I extracted a few points to grasp the rough idea of how Kubernetes manages resources QoS:
- Pods that need to stay up reliably can request guaranteed resources, while pods with less stringent requirements can use resources with weaker or no guarantee.
- If a pod is successfully scheduled, the container is guaranteed the amount of resources requested. Scheduling is based on requests and not limits. The pods and its containers will not be allowed to exceed the specified limit.
- CPU is compressible resource. Pods will be throttled if they exceed their CPU limit. If CPU limit is unspecified, then the pods can use excess CPU when available.

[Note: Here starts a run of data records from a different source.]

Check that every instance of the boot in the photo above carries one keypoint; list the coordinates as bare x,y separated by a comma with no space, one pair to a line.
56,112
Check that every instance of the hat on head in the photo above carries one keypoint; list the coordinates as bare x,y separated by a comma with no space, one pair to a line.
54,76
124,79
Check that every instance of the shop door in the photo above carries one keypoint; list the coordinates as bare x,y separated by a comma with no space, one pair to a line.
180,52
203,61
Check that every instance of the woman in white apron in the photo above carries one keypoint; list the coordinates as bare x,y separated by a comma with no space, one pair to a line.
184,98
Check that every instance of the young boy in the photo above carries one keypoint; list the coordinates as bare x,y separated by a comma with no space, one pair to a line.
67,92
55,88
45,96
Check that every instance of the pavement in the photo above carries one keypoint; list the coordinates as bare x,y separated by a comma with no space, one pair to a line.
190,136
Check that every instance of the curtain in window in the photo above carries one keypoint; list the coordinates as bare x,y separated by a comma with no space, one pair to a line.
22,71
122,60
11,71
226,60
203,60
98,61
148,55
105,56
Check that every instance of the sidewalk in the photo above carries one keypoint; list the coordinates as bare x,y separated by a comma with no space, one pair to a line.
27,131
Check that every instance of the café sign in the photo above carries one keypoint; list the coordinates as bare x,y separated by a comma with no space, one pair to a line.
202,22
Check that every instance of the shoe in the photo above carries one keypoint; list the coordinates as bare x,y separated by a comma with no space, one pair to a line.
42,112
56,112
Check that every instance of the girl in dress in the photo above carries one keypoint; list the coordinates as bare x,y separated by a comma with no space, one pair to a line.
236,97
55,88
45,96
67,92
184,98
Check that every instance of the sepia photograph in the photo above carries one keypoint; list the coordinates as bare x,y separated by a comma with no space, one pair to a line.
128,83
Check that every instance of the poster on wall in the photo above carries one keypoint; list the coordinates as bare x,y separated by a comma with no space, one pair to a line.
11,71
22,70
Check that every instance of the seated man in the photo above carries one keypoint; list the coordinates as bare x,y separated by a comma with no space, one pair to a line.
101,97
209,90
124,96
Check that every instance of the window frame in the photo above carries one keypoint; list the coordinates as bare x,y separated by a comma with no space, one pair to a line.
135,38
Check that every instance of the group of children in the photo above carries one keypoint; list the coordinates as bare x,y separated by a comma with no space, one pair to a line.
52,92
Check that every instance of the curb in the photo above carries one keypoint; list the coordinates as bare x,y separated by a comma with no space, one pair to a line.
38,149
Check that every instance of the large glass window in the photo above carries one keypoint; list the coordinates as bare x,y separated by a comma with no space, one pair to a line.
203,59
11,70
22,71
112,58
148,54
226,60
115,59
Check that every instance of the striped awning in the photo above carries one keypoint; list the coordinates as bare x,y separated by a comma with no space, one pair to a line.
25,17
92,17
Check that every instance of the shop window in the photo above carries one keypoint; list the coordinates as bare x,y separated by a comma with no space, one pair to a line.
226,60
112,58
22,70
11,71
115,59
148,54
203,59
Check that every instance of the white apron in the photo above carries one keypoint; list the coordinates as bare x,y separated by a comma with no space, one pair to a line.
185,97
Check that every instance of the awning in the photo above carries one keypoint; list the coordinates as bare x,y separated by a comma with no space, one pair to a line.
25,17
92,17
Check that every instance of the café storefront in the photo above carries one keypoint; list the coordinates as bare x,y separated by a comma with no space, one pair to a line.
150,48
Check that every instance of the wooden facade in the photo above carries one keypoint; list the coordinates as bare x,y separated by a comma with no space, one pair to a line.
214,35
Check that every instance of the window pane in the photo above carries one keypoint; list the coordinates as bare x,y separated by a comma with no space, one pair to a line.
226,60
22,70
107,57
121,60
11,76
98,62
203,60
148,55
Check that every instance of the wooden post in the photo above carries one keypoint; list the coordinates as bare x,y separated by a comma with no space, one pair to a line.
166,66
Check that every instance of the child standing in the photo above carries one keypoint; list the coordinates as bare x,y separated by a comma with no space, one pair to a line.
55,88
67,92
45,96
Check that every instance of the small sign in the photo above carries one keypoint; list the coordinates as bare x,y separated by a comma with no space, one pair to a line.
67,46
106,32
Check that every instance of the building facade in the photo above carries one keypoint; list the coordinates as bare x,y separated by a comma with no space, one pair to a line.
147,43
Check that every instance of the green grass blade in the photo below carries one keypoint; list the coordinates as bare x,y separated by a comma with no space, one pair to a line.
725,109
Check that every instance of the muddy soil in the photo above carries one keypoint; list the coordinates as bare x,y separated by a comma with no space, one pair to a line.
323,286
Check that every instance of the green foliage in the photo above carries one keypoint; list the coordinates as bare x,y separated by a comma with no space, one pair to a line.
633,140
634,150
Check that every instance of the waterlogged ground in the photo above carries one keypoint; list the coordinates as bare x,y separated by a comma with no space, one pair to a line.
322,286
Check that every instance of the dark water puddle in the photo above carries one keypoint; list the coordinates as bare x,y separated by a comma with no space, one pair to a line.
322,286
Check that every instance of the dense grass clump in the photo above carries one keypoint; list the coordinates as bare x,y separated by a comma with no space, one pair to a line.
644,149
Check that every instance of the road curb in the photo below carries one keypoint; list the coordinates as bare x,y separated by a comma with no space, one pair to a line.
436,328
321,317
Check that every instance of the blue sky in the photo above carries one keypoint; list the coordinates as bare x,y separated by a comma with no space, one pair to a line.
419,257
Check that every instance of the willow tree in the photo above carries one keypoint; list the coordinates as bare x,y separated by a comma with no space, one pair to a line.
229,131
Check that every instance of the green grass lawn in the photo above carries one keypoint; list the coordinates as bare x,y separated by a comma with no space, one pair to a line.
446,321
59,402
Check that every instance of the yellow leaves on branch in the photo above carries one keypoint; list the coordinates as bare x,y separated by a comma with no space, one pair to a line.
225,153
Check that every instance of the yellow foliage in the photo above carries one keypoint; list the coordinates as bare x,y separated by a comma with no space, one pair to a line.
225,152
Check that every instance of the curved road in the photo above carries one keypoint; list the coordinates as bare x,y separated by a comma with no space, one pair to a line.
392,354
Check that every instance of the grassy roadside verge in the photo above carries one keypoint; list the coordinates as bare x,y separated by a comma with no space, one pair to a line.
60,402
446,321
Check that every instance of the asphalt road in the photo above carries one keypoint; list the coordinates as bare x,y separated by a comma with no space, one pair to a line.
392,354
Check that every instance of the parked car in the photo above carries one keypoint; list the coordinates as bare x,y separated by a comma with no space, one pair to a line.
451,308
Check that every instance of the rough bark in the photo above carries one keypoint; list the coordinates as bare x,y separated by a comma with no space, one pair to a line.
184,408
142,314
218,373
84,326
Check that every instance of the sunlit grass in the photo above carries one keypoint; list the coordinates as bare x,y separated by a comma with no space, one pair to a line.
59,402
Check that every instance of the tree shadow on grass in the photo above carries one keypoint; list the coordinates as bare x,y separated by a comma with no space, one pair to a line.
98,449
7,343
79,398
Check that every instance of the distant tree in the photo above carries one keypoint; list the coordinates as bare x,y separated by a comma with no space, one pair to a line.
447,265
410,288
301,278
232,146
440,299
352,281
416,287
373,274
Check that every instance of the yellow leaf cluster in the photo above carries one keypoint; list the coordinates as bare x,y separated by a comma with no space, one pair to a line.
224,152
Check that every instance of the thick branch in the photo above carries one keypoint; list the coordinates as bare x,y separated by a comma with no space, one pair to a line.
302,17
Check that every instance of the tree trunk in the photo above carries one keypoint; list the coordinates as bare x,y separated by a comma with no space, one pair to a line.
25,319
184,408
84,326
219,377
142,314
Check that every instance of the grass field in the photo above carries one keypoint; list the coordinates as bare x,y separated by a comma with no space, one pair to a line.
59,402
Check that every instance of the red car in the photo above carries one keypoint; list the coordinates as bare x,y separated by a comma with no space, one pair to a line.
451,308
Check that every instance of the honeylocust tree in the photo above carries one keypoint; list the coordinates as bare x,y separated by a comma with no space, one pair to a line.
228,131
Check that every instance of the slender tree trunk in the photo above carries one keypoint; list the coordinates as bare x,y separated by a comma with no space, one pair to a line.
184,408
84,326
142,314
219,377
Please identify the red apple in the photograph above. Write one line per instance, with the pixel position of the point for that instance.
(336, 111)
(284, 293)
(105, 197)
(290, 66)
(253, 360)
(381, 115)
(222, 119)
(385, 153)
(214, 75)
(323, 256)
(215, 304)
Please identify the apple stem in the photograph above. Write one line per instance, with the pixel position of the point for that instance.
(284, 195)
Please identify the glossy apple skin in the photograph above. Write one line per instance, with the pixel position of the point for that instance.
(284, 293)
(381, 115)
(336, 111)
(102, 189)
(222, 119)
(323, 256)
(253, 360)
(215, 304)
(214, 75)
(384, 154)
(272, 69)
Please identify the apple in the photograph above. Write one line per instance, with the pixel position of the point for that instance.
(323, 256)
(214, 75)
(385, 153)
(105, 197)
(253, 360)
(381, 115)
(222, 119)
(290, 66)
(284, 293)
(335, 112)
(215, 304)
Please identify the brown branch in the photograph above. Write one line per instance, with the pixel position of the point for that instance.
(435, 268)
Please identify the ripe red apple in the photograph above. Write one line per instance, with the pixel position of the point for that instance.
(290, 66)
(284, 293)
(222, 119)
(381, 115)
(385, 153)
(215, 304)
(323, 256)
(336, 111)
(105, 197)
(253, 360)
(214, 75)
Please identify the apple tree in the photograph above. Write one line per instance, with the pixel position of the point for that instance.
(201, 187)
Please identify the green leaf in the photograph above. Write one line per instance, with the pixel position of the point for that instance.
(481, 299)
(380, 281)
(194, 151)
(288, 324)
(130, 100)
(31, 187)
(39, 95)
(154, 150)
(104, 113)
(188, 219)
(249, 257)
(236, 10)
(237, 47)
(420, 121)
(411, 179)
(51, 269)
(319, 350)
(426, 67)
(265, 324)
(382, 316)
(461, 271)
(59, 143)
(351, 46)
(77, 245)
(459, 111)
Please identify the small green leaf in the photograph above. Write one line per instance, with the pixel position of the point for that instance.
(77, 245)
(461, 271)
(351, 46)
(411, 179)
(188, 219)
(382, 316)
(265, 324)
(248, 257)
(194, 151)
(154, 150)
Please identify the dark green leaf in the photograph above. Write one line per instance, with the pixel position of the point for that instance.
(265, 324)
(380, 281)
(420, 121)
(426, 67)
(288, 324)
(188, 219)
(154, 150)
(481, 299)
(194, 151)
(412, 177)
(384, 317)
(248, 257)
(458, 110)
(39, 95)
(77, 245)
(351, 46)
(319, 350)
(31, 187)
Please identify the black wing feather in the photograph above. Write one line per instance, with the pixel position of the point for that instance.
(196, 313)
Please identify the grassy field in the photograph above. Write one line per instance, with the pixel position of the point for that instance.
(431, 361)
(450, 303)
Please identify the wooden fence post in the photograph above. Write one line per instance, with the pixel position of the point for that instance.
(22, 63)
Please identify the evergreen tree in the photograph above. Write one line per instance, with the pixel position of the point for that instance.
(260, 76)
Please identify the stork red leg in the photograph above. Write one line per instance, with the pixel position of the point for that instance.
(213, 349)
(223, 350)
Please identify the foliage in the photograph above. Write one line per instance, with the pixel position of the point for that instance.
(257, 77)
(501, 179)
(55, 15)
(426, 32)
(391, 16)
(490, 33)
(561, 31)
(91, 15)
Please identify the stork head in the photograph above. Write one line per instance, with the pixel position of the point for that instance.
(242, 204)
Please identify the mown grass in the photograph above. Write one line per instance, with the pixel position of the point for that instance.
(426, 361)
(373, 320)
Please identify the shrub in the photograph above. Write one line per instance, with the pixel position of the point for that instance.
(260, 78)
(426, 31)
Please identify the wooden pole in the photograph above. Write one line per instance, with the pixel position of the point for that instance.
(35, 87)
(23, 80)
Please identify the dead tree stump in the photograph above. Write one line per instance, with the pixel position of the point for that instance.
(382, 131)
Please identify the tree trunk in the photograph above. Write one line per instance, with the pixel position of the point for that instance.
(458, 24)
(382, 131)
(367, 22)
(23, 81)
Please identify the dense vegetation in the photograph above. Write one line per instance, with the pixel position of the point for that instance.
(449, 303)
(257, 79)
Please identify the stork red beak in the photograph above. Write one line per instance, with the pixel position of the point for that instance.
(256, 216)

- Memory is uncompressible resource. Pods will get the amount of memory they request, if they exceed their memory request, they could be killed (if some other pod needs memory), but if pods consume less memory than requested, they will not be killed (except in cases where system tasks or daemons need more memory). When Pods use more memory than their limit, a process that is using the most amount of memory, inside one of the pod’s containers, will be killed by the kernel.
- 3 QoS classes: Guaranteed, Burstable, and Best-Effort, in decreasing order of priority. Processes with higher OOM scores are killed.
- If limits and optionally requests (not equal to 0) are set for all resources across all containers and they are equal (request == limit), then the pod is classified as Guaranteed.
- If requests and optionally limits are set (not equal to 0) for one or more resources across one or more containers, and they are not equal (request != limit), then the pod is classified as Burstable. When limits are not specified, they default to the node capacity.
- If requests and limits are not set for all of the resources, across all containers, then the pod is classified as Best-Effort
- The current QoS policy assumes that swap is disabled. If swap is enabled, then resource guarantees (for pods that specify resource requirements) will not hold.